1. A questão posta nos autos diz respeito à concessão gratuita de medicamentos não incorporados em atos normativos do Sistema Única de Saúde – SUS.
2. A tutela provisória de urgência, em sua modalidade antecipada, objetiva adiantar a satisfação da medida pleiteada, garantindo a efetividade do direito material discutido. Para tanto, nos termos do art. 300 do atual Código de Processo Civil, exige-se, cumulativamente, a demonstração da probabilidade do direito (fumus boni iuris) e do perigo de dano ou risco ao resultado útil do processo (periculum in mora).
3. Ainda que no campo da definição de políticas públicas, seja possível priorizar a tutela das necessidades coletivas, não se pode, com esse raciocínio, deixar de promover a guarda dos direitos fundamentais, especialmente no que concerne ao chamado mínimo existencial, quando não houver, por parte do poder público, o devido suprimento às necessidades básicas do indivíduo.
5. Não se cogita, igualmente, de indevida ingerência do Poder Judiciário na gestão de políticas públicas, visto que, em situações excepcionais, é cabível controle judicial para determinar que a Administração Pública cumpra determinada obrigação de fazer, cuja inadimplência possa comprometer a real eficácia dos direitos fundamentais, sem que isso configure violação do princípio da separação de poderes.
6. No julgamento do REsp nº 1.657.156/RJ, pelo C. Superior Tribunal de Justiça, foi fixada a seguinte tese, acerca do fornecimento de medicamentos não distribuídos gratuitamente pelo Sistema Único de Saúde – SUS: a concessão dos medicamentos não incorporados em atos normativos do SUS exige a presença cumulativa dos seguintes requisitos: i) Comprovação, por meio de laudo médico fundamentado e circunstanciado expedido por médico que assiste o paciente, da imprescindibilidade ou necessidade do medicamento , assim como da ineficácia, para o tratamento da moléstia, dos fármacos fornecidos pelo SUS; ii) incapacidade financeira de arcar com o custo do medicamento prescrito; iii) existência de registro do medicamento na ANVISA, observados os usos autorizados pela agência.
7. No caso em comento, a insuficiência de recursos do demandante para arcar com o tratamento desejado foi demonstrada por documentos juntados à petição inicial (ID 160747408 – fl. 57).

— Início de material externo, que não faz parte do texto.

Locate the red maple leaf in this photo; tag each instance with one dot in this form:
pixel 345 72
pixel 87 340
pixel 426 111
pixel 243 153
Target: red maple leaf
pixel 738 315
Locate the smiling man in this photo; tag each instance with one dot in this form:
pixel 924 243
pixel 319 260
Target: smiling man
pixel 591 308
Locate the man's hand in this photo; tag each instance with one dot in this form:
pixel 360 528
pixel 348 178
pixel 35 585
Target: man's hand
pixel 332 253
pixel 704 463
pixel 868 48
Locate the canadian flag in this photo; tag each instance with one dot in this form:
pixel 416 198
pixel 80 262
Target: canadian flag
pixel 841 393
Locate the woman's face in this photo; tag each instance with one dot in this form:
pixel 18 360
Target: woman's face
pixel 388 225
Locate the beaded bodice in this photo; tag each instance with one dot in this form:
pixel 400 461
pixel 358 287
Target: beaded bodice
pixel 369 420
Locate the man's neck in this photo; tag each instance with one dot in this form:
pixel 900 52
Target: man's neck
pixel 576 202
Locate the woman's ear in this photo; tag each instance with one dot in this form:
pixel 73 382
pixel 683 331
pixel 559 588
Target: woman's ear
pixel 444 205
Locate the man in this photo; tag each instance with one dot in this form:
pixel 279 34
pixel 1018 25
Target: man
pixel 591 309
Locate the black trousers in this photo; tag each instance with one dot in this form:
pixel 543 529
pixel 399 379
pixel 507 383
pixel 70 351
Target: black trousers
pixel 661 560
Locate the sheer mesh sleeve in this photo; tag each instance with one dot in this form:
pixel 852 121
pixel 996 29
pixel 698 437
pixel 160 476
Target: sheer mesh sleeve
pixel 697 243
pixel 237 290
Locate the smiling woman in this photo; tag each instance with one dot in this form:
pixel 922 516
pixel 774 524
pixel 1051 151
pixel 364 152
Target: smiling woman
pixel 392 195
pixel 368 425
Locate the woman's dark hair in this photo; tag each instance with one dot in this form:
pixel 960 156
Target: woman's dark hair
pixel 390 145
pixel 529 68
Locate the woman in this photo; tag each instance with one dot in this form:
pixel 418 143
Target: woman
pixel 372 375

A este respeito, soma-se à baixa renda dos responsáveis pela postulante, o valor exorbitante da medicação em tela.
8. Verifica-se, em consulta ao Portal da ANVISA (http://portal.anvisa.gov.br/consulta-produtos-registrados), que o medicamento Zolgensma (Onasemngene Abeparvovecxioi), encontra-se atualmente registrado pela Agência Reguladora, sob o número 100681174 (processo nº 25351.030622/2020-65), desde 17.08.2020. O relatório médico trazido aos autos (ID 160747408 – fl. 62/63), por sua vez, atesta o diagnóstico da paciente e confirmara a indispensabilidade do fármaco para a melhora da condição de saúde desta, uma vez que inexiste, no âmbito do Sistema Único de Saúde – SUS, tratamento de eficácia semelhante.
9. Ressalta-se que a eficiência da terapêutica à base de Zolgensma (Onasemngene Abeparvovecxioi) exige sua ministração em pacientes de até 2 anos de idade, conforme recomendações de sua própria bula. Haja vista que a requerente é nascida em 11.08.2020, reputa-se suficientemente assegurada a adequação do tratamento pretendido, não cabendo qualquer outra divagação a respeito da idade da parte autora.
10. Agravo interno prejudicado. Agravo de instrumento desprovido.